Flea Beetles: These small hopping beetles feed on plant foliage and may spread diseases. Burpee Recommends: Rotate crops. Use floating row covers to prevent damage to young foliage.

Gall Midges: Adults are tiny flies usually with long antennae resembling a fruit fly. Larvae are tiny yellow to orange maggots that can be found inside the galls feeding on the plant. Galls are distortions or lumps of plant tissue on plant leaves or stems. Burpee recommends: Removing infected leaves from the garden. If there are a lot of galls on the plant, remove and destroy the infected plant.
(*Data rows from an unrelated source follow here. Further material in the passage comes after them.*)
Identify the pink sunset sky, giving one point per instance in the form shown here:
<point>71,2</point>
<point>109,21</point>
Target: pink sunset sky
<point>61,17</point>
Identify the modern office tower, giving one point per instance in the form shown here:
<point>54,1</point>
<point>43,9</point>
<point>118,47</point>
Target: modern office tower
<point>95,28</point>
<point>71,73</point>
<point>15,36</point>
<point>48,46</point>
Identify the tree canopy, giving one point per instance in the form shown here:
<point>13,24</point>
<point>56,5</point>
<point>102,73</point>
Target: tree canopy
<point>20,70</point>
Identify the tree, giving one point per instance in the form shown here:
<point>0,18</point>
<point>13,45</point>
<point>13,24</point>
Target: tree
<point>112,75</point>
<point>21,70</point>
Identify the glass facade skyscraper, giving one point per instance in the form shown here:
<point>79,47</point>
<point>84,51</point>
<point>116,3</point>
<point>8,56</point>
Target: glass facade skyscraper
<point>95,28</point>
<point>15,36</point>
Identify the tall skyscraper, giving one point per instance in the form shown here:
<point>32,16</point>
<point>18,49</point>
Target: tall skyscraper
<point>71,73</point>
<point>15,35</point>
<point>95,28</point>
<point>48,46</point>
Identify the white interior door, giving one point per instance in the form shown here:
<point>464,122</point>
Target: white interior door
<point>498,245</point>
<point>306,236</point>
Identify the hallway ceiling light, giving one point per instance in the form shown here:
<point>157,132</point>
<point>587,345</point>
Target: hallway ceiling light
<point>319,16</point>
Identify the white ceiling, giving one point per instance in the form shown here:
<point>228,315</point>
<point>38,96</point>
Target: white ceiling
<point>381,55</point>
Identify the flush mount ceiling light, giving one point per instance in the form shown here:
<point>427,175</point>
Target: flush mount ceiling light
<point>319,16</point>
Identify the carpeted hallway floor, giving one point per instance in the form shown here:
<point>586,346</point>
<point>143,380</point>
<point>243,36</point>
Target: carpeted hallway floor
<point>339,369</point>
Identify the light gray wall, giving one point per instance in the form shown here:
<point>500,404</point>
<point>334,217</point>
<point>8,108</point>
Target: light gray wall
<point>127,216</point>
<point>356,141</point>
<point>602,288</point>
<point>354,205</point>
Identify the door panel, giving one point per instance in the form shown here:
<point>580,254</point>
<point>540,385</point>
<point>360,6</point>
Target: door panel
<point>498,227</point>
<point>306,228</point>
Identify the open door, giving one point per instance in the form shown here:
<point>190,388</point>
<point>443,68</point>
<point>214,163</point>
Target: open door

Spider Mites: These tiny spider-like pests are about the size of a grain of pepper. They may be red, black, brown or yellow. They suck on the plant juices removing chlorophyll and injecting toxins which cause white dots on the foliage. There is often webbing visible on the plant. They cause the foliage to turn yellow and become dry and stippled. They multiply quickly and thrive in dry conditions. Burpee Recommends: Spider mites may be controlled with a forceful spray every other day. Try hot pepper wax or insecticidal soap. Check with your Cooperative Extension Service for miticide recommendations.

Thrips: Thrips are tiny needle-thin insects that are black or straw colored. They suck the juices of plants and attack flower petals, leaves and stems. The plant will have a stippling, discolored flecking or silvering of the leaf surface. Thrips can spread many diseases from plant to plant. Burpee Recommends: Many thrips may be repelled by sheets of aluminum foil spread between rows of plants. Remove weeds from the bed and remove debris from the bed after frost. Check with your Cooperative Extension Service for pest controls.

FAQ

Are pansies edible? Yes they have a mild minty taste and may be eaten fresh as a garnish or candied and used on the top of cakes.

Why do my pansies stop blooming in the summer? Pansies are cool season annuals and hot weather will cause pansy flowers to fade and the plants to die out.

Why are my pansies spindly? Check to see if you plants are overcrowded, pansies need to be spaced 6 inches apart. Make sure they are getting enough light especially when starting seeds inside.

Should pansies be deadheaded? Yes removing the spent blooms will keep the plant from setting seeds and will continue to bloom until the summer heat.

When do pansies bloom? Pansies bloom in the fall and in spring into early summer when the weather is cool.